Blaski i przebłyski słońca 2020


Gdy rozpoczynaliśmy remont, nikt jeszcze nie przypuszczał, że niedługo świat stanie na głowie. Ekipa budowlana weszła i jak gdyby nigdy nic zaczęła działać. Przez pół roku żyliśmy na placu budowy, a pod koniec lipca mogłam odetchnąć z ulgą. Poddasze z niewielkimi zmianami przypominało moją wizję. 1 sierpnia pokazałam światu efekty i … natychmiast pojawili się chętni na noclegi. Dzięki temu w czasie wakacyjnego zluzowania rygorów sanitarnych w Domku pod Orzechem nie zamykały się drzwi. Z placu budowy trafiliśmy na dworzec. A kolejni goście szybko stawali się bliskimi znajomymi. 

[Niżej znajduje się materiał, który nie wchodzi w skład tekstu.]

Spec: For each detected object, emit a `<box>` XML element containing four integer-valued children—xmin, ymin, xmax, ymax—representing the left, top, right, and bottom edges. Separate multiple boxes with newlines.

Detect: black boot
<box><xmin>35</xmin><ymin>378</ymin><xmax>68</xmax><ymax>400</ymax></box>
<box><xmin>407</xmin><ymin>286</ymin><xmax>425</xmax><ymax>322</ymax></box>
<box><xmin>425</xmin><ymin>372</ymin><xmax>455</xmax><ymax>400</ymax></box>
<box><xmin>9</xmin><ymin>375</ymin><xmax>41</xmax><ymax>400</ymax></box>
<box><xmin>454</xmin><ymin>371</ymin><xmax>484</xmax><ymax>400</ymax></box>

Odwiedzali nas także bliscy i dalsi znajomi z czasów przed gierczyńskich, spragnieni wiejskiego spokoju i odskoczni od miejskiego zgiełku. Z tego też powodu wielokrotnie gościliśmy rodzinę.

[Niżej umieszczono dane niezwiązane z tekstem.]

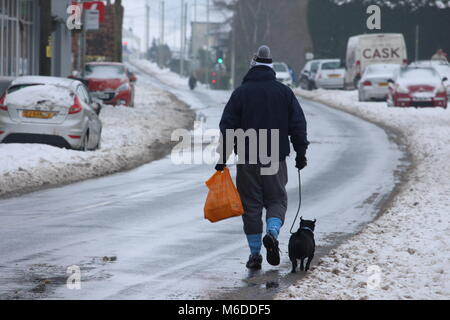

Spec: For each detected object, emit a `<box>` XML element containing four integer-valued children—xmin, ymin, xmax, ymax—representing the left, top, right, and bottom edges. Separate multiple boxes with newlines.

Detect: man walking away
<box><xmin>216</xmin><ymin>46</ymin><xmax>309</xmax><ymax>269</ymax></box>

Paradoksem zda się fakt, że w ciągu minionych miesięcy nawiązaliśmy więcej znajomości niż przez poprzednie kilka lat.

Niejako w cieniu remontu i towarzyskich spotkań przy kawie, herbacie lub ognisku doskonaliłam swoje umiejętności w zakresie serowarstwa. Sery kozie w kilku smakach szybko znalazły grono prawdziwych miłośników.

Z powodzeniem morsowałam, szyłam, uprawiałam ogród , czytałam i recenzowałam książki.

Wspólnie z Gui i Małą M. przeszłyśmy sporą część Gór Izerskich, z kultowymi schroniskami w Orlu i Chatką Górzystów. Przed samym zamknięciem granicy odwiedziłyśmy też czeskie Izerskie.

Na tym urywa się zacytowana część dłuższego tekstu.